Of course, the futures game is much harder for consumers. If you want to buy futures, you have to check in with reviewers almost as soon as they taste a new vintage, typically in the spring following a fall harvest. (Reviews of the 2001 vintage are out now; you can find them in wine periodicals like Wine Spectator or on its Website, winespectator.com.) Prices for the wines appear in May, and the futures campaign begins in earnest in June, when consumers are finally allowed to buy. In exceptional vintages, like 2000, the rewards for buying early are often better than the stock market--especially recently. I purchased a case of Leoville-Barton 2000 for $600 last July; today that same case sells for $1,600. Even greater returns await those who can be patient. Consider the historic 1982 vintage, unequivocally one of Bordeaux's best. A colleague of mine bought futures on a case of Petrus for $595 in 1983; cases of that wine now sell at auction for more than $14,000.

Unfortunately, while you can still buy 2000 Bordeaux, you'll probably have a hard time finding great bargains. The wine has become a little like an overpriced tech stock--many people want some, and they're willing to pay whatever it takes. If you're desperate, you can travel to Bordeaux and try talking some vintner out of a few choice bottles. But a more realistic solution is to stick with some of the lesser-known chateaus (see box). As I said, 2000 was a great year from top to bottom, and as long as you avoid the most bid-up cases, you'll probably be satisfied with what you get.

Keep in mind a few caveats. First, realize that early, unaged Bordeaux can sometimes be difficult to predict. All those differing aspects of the wine--fruitiness, acidity, etc.--develop at different stages and are rarely in balance early. So there's always a chance a bottle that's expensive now might not age well and might not be worth as much later on.

Also, understand that when buying futures, you get nothing for your money but a receipt for future delivery. So you should stick to reputable shops that have experience dealing with Bordeaux. Some safe bets are Morrell & Co. (morrellwine.com), Sherry Lehman (sherry-lehman.com), or Acker Merrall & Condit (ackerwines.com) in New York; Sam's (samswine.com) in Chicago; or Wally's (wallywine.com) in Los Angeles. Most of those stores will let you buy online.
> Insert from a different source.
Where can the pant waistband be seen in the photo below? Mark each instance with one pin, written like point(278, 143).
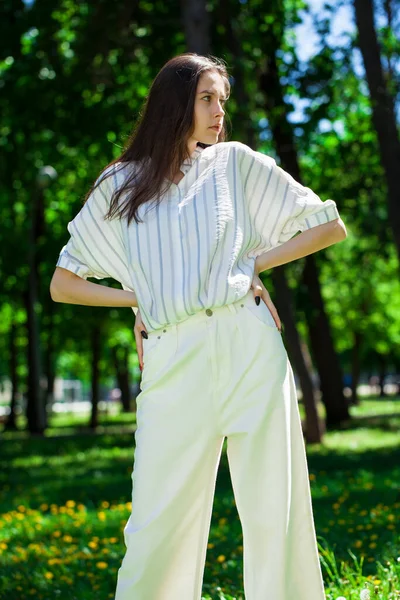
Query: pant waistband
point(208, 313)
Another strategy is to look ahead, to the 2001 vintage. As I write this, the reports coming out of Bordeaux are already promising. Some chateaus are comparing the Bordeaux of 2001 to those of 1986 and 1988--not as good as 2000 but still well-respected vintages. And since the coming futures campaign won't be as intense as 2000, you should be able to find some great wines at slightly less inflated prices.

Chris Wilford is the wine director at Triomphe, a restaurant in Manhattan.